Deux enquêtes nationales indépendantes (Instituts de sondage BVA et CSA), ont montré que 8 % de Français ont suivi ou suivent une psychothérapie (soit 4 millions) — dont 84 % d’usagers se déclarent « satisfaits » ou « très satisfaits », contre 4 % « d’insatisfaits » (et non 16 % — comme l’a évoqué, par erreur, le président de la Miviludes, qui a assimilé les non réponses à des insatisfactions !).

Un Manifeste, signé par près de 500 universitaires, médecins, psychologues cliniciens — attestant tous de leur formation spécifique à la psychothérapie dans des instituts de formation privés spécialisés — apporte un éclairage décisif aux questions que peuvent se poser les citoyens, déboussolés  par tout ce qu’ils lisent et entendent.. (cf. site : ff2p.fr).

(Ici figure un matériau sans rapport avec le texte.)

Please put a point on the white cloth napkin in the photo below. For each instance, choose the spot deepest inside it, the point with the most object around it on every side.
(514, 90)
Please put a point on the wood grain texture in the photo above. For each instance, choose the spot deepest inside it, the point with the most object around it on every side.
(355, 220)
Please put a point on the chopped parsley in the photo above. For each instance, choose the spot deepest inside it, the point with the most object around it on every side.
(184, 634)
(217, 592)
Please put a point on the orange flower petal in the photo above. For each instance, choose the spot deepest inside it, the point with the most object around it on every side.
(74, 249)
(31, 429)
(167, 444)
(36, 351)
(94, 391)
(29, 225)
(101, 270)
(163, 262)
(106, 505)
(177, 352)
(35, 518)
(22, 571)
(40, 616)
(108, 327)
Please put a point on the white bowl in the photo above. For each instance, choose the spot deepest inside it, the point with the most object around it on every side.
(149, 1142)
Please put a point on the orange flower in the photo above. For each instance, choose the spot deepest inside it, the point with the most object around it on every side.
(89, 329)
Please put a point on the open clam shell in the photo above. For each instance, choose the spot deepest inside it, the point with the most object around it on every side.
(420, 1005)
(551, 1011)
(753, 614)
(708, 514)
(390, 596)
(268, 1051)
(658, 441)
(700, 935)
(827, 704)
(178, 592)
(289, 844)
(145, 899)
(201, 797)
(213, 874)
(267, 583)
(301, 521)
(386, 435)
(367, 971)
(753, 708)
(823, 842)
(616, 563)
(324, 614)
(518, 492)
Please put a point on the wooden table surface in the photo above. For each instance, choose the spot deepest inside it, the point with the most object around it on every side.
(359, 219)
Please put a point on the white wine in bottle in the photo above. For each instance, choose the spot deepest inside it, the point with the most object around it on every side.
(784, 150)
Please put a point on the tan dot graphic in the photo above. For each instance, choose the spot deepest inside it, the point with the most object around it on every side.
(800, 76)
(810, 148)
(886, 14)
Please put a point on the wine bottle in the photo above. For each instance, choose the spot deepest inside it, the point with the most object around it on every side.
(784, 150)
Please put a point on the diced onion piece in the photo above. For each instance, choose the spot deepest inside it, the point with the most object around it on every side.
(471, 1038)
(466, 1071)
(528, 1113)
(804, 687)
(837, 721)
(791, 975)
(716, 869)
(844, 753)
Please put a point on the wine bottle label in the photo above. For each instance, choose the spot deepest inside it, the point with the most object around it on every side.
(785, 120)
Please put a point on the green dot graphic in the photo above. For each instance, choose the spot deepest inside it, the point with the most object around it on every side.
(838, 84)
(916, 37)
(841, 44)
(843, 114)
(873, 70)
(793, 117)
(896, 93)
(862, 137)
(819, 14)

En conclusion, ce texte de loi est contraire à l’intérêt des usagers — et inacceptable par l’ensemble des professionnels certifiés en psychothérapie. Ils sauront prendre les décisions, conformes à l’éthique démocratique, pour éviter le jeu de massacre professionnel et social que constituent l’esprit et la lettre de cette loi.


* Directive COM (2002) 119 – C5-0113/2002-2002/0061(COD), amendement 128, annexe V, point 5 bis : Psychothérapeute

** Common Platform for Psychotherapy: Directive on the Recognition of Professional Qualifications. 7th September 2005 (2005/36/EC).